J’ai continué à explorer longtemps après le degrés de fatigue auquel je vais me coucher habituellement. La boule d’angoisse dans ma poitrine n’avait pas disparue et me tenait éveillée. La salle ne contenait pas plus de choses aussi extraordinaires que l’arche. J’avais trouvé deux espèces de lichen supplémentaires, dont une qui luisait d’une lumière similaire aux particules qui flottaient dans la salle.


C’est après assez longtemps pour que je me sois reposée 3 fois, qu’un évènement singulier se produisit. J’avais été observer l’arche plusieurs fois depuis que je l’avait trouvée. Essayant de deviner ce qu’il était advenu de ses constructeurs. Ce n’est qu’en cuisant un repas non loin que les choses changèrent. L’arche semblait répondre au feu. Ou du moins à sa lumière. J’expérimentais alors plusieurs choses avec le feu mais aucun résultat plus concluant ne se produisit. J’ai alors pensé aux lichen. Peut-être que les constructeurs ne connaissaient pas le feu et que c’est la lumière des lichen dont la porte avait besoin. J’en pris un peu et essaya de le mettre au centre de l’arche.


C’est alors que la lumière du lichen se mit à « résonner » avec l’arche. Celle-ci aussi s’enveloppa de cette lumière légèrement bleutée et la lumière se fit de plus en plus intense et blanche. J’était tétanisée de peur. Je n’arrivais plus à penser et regardait, complètement impuissante, le phénomène se produire. Rapidement, je ne vit plus rien que la lumière, puis elle s’estompa. J’étais incrédule. Je n’était plus là ou je me trouvais. Face à moi se trouvait un décors que j’avais du mal à décrire tellement je n’avais jamais rien du de pareil. Des champignons marrons et verts sur le dessus, la genre de mousse par terre était agréable sous mes pieds et plus haute que celle que je connaissais. Le plafond était tout noir parsemé de milliers de petits points blanc de luminosités tous différentes. Un courant d’air chaud m’enveloppa, faisant bouger la partie verte des énormes champignons devant moi.

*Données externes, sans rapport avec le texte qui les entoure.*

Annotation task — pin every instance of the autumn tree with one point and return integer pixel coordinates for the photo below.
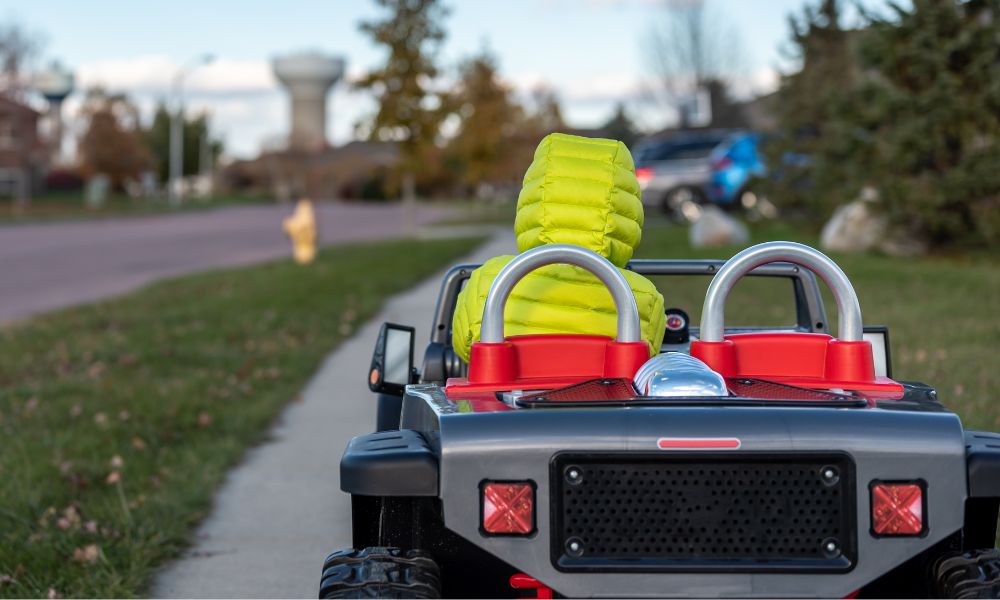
(112, 143)
(18, 48)
(410, 111)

C’est alors qu’un frisson de bonheur parcouru tout mon corps. Je ne savais pas ce que je cherchais, mais je venais de le trouver. Un sentiment de bien être incroyable m’envahit. Toute la tension, l’angoisse et la peur que j’avais pu ressentir jusque là était partie et je restais dans un état de béatitude. Je me sentais à mon aise dans cet endroit pourtant complètement différent de ce que je connaissais, mais étrangement familier. J’y respirais mieux, et pas seulement parce que la boule se stress était partie. Je restait là des heures, immobile, émerveillée par ce spectacle tout droit sorti de l’irréel. Il y avait même des couleurs que je n’avait jamais vues mais qui me plaisait infiniment plus que celles de là où je venais. C’est dans cet état de béatitude que je me mis à marcher vers des lumières qui semblaient être celles des habitants d’ici.